White House quiet amid campaign

With Obama on trail,Washington public appearances ebb

— It’s awfully quiet at the White House these days.

President Barack Obama is spending time campaigning in the most competitive states, and the White House press corps that normally occupies space in the West Wing is out there with him or covering Republican challenger Mitt Romney. Even the noisy and disruptive construction on the North Lawn has wrapped up.

Six weeks from Election Day, the energy and some of the power has shifted from 1600 Pennsylvania Ave. to Chicago, the base for Obama’s re-election campaign, and governing has taken a back seat to campaigning, an inevitable shift for any president seeking a second term.

“Welcome to the White House.

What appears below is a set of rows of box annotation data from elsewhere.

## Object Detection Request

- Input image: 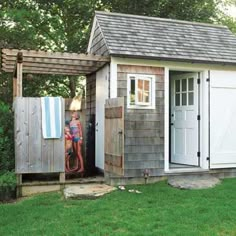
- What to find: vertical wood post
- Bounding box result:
[16,52,23,97]
[16,174,22,198]
[13,76,17,100]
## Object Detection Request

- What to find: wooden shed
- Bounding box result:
[87,12,236,184]
[1,49,110,196]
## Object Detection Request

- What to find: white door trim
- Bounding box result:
[170,72,200,167]
[164,66,209,173]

It’s good to be back,” press secretary Jay Carney said at the start of a recent press briefing. “We don’t do this all that frequently these days because we’re traveling so much.”

For a long time, White House aides had tried to portray the president as more focused on running the country than on running for re-election.

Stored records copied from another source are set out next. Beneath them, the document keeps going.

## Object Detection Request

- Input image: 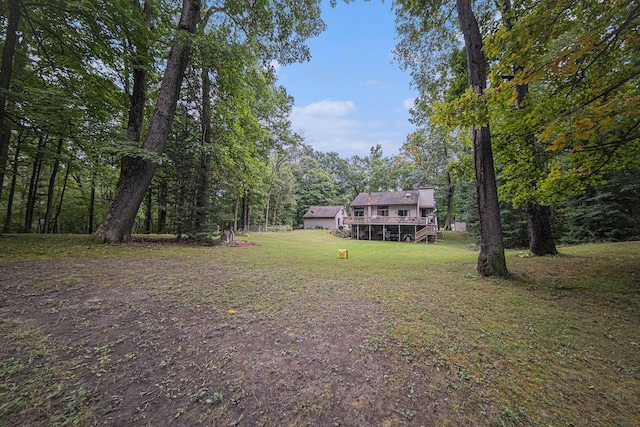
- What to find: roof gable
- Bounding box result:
[304,205,344,218]
[351,190,418,206]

“The president is still spending a vast preponderance of his time on his official duties,” Carney said in March as Obama started engaging more directly in the campaign.

Back then, the president traveled once or twice a week to raise money for his campaign, often bracketing his fundraisers with official events to promote policies or to announce executive actions. He kept up a robust public schedule while in Washington, meeting with foreign leaders and holding events to call for congressional legislation.

Now that it’s fall, there’s little question the balance has fully tipped toward the campaign as Obama seeks a second term in a tough economic environment.

Obama now travels at least three or four days a week for rallies in the most contested states. It’s an itinerary that’s likely to increase in the final month of the campaign.

When he’s in Washington, Obama spends much of his time out of the spotlight. He meets with senior staff andCabinet officials and gets national security briefings. He also prepares for the presidential debates, coming in October, and reviews television advertisements for his re-election bid.

His engagement with Congress is as limited as ever, partly because many lawmakers are focused on their own November races.

Last week, Obama spent just one full day in Washington. His only public events apart from the campaign were a ceremony honoring the Minnesota Lynx, the WNBA champions, and a brief appearance before photographers with Burma’s democracy leader Aung San Suu Kyi, where he made no formal comments.

The White House still makes occasional policy announcements, many with convenient campaign pegs.

The administration’s new trade enforcement case against China coincided with an election debate over whether Obama had been weak in dealing with the rising Asian power. Obama announced the case in Ohio, where some blame China for stealing manufacturing jobs.